História das Bruxas Exame de uma Bruxa
No final do século XVII, a histeria da caça às bruxas atingiu o auge na Europa. A caça às bruxas se espalhou como fogo em todo o continente, com os piores episódios ocorrendo na França e na Alemanha. Würzburg, na Alemanha, foi o cenário do caso mais grave de caça às bruxas: magistrados da época determinaram que grande parte da cidade estava possuída pelo Diabo e condenaram centenas de mulheres inocentes à morte.
Em uma entrevista de 1996, a professora de religião Barbara McGraw observou que em algumas cidades da Alemanha não havia mais mulheres.
Milhares de pessoas foram presas e levadas perante os inquisidores para interrogatório. Sob o escrutínio brutal dos inquisidores, os acusados foram despidos e revistados. Qualquer verruga, pinta ou marca de nascença “suspeita” poderia ser suficiente para receber uma sentença de morte.
Para executar as acusadas, no entanto, as mulheres primeiro tinham que confessar. A tortura parecia ser a melhor maneira de induzir uma confissão, e a Igreja usava instrumentos como parafusos de polegar e perna, grampos de cabeça e a dama de ferro para gerar a “verdade” necessária para encenar a morte.

A queima de bruxas
Wikimedia CommonsUma representação do final do século XVI de bruxas sendo queimadas na fogueira.
Ao torturar mulheres sob interrogatório, o Malleus Maleficarum alertava o torturador para não encará-la, pois seus “poderes malignos” poderiam fazê-lo sentir compaixão.
Quando esse período terminou, por volta do início do século XVIII, estima-se que cerca de 60.000 pessoas na Europa foram mortas como bruxas.
A caça às bruxas está se espalhando pela América

Tituba e as crianças
Wikimedia CommonsUma representação do século XIX de Tituba, a bruxa americana escravizada, por Alfred Fredericks.
No exterior, a caça às bruxas mais notória ocorreu em Salem, Massachusetts. O assentamento do século XVII teve um início conturbado: décadas de guerras com os nativos americanos, disputas territoriais, profundas divisões religiosas e uma tendência a recorrer ao sobrenatural para explicar o desconhecido ajudaram a lançar as bases para essa forma particular de histeria do “Novo Mundo”.
Os julgamentos das bruxas de Salém começaram em 1692, na casa de um pastor puritano chamado Samuel Parris. Parris estava profundamente perturbado por uma brincadeira da qual sua filha Elizabeth e sua neta Abigail participaram, na qual as duas meninas olharam para uma bola de cristal primitiva e viram um caixão. Essa visão as fez sofrer convulsões e, em poucos dias, outras nove meninas da comunidade foram acometidas pelo mesmo distúrbio.
Sob pressão de Parris, as meninas então nomearam três bruxas que poderiam tê-las amaldiçoado: Tituba, sua escrava doméstica; Sarah Good, uma mendiga; e Sarah Osborne, uma viúva que, segundo rumores, teve um caso ilícito com um de seus criados. Todas as três mulheres eram párias sociais e, portanto, alvos fáceis de suspeita.
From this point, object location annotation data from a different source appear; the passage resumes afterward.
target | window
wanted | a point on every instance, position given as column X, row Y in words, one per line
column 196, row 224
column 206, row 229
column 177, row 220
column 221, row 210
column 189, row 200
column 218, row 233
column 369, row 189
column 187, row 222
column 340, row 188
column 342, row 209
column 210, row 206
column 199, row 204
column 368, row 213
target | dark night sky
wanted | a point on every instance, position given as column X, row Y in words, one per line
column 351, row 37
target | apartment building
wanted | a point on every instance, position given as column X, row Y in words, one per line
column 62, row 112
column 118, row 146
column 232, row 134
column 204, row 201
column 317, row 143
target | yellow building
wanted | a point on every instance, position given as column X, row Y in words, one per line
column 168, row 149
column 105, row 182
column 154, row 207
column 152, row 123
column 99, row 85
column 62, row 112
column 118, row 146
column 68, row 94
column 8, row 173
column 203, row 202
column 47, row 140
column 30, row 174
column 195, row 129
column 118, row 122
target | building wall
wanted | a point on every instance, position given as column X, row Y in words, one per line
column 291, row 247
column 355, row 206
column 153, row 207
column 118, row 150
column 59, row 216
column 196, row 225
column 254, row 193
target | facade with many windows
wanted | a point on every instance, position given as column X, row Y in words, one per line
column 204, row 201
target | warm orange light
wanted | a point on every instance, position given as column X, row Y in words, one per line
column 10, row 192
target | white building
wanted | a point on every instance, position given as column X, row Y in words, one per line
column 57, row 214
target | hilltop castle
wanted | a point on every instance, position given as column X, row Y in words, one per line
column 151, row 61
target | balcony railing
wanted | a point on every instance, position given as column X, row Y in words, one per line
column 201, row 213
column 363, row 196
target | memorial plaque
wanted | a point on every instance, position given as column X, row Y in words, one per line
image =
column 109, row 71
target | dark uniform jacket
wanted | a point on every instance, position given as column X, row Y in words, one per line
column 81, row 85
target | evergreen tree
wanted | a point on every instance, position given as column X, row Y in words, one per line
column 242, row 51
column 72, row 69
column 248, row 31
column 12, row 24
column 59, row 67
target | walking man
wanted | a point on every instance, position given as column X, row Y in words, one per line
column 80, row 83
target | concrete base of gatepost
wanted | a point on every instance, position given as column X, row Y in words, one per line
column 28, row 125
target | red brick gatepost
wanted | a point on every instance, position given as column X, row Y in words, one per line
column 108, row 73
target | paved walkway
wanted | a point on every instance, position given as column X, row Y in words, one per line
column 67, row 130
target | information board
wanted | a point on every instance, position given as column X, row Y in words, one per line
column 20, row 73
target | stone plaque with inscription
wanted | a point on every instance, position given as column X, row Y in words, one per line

Julgamentos das Bruxas de Salem
Wikimedia CommonsA figura central nesta ilustração de 1876 do tribunal onde os julgamentos foram realizados é geralmente identificada como Mary Walcott.
A histeria que alimentou os julgamentos das bruxas de Salém em 1692 se espalhou para 24 aldeias periféricas. Naquele ano, as prisões estavam lotadas com mais de 200 bruxas acusadas, 27 das quais foram consideradas culpadas. Dezenove foram mortas.